Androgenetic alopecia can be caused by several factors related to the action of hormones, including ovarian cysts, removal of high pill androgen index birth control, pregnancy and menopause. Just as in men the hormone DHT appears to be at least partly to blame for the shrinking of hair follicles in women suffering from female pattern baldness. Heredity plays an important factor in the disease.
When your body goes through something that traumatic birth, malnutrition, severe infection, major surgery or extreme stress, most of the 90 percent or more hairs in the anagen phase of the (growing) phase or catagen (resting) phase can move at once into the shedding (telogen) phase.
About six weeks to three months after the stressful event is usually when the phenomenon called telogen effluvium may begin. It is possible to lose some hair during the telogen effluvium full. For most individuals with TE complete remission is unlikely as severely stressful events can be avoided. For some women, however, telogen effluvium is a mysterious chronic illness can persist for months or even years without any real understanding of all the triggers or stress.
Anagen effluvium occurs after an insult to the hair follicle which harms its mitotic or metabolic activity. This hair loss is usually associated with chemotherapy. Because chemotherapy targets your body’s rapidly dividing cancer cells, body cells divide rapidly, such as hair follicles in growth phase (anagen) are also strongly affected.
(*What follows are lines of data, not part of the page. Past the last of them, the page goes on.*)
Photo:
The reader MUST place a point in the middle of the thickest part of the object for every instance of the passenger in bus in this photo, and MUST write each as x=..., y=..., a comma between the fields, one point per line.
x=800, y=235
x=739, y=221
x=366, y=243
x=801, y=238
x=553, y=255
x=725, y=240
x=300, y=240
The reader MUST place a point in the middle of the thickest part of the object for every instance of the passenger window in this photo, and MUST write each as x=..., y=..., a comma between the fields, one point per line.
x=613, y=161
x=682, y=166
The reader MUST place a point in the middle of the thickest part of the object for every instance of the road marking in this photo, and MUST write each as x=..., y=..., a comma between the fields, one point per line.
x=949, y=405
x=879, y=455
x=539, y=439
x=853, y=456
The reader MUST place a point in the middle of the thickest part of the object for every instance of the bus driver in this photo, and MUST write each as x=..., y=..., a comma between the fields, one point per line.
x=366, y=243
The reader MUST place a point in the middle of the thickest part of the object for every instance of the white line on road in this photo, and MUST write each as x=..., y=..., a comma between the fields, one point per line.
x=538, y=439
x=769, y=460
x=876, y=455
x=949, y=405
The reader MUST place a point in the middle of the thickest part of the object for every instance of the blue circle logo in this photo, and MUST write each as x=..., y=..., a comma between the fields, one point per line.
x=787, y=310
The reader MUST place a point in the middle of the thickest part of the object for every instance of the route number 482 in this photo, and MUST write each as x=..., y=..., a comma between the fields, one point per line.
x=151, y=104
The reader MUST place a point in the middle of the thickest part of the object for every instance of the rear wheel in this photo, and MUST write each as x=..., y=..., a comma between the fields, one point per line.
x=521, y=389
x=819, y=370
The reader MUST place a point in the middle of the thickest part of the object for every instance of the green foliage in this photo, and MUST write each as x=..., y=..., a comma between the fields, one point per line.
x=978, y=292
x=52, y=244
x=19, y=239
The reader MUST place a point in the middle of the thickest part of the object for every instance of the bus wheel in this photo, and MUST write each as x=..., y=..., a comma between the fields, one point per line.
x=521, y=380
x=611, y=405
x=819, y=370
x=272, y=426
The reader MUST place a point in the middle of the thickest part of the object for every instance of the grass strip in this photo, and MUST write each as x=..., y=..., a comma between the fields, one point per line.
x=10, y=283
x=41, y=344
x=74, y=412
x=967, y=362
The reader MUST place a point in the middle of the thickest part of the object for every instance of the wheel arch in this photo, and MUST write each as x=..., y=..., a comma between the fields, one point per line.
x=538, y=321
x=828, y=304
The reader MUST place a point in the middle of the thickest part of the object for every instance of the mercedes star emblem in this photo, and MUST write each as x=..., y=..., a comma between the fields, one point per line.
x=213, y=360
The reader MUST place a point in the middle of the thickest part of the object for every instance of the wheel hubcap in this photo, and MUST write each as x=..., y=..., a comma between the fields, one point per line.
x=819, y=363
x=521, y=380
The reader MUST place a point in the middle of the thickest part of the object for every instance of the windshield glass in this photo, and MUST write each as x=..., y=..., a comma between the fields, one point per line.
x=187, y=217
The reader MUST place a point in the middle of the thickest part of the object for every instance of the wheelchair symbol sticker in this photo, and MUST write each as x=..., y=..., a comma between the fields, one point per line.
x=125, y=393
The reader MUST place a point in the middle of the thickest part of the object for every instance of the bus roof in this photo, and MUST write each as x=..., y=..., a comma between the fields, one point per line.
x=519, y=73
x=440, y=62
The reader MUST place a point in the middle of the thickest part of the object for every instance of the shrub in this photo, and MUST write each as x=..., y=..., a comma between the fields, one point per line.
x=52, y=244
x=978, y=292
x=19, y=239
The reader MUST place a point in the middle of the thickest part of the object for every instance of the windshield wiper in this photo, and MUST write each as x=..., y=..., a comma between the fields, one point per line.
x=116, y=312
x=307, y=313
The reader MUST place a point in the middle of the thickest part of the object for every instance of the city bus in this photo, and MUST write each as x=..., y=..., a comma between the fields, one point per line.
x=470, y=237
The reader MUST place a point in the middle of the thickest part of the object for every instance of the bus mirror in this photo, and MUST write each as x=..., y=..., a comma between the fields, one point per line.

Shortly after starting chemotherapy in 90 percent or more of the hairs may fall during their stay in the anagen phase.
The typical result anagen effluvium is the tapered fracture of hair shafts. hair shaft narrows as a result of damage to the matrix. Finally, the shaft fractures at the site of narrowing and causes hair loss.
This condition is caused by trauma located in the hair follicles of tight hairstyles that pull your hair over time. If the condition is detected early, the hair will grow back. twisted braids, tight ponytails, and extensions are the causes of the most common style.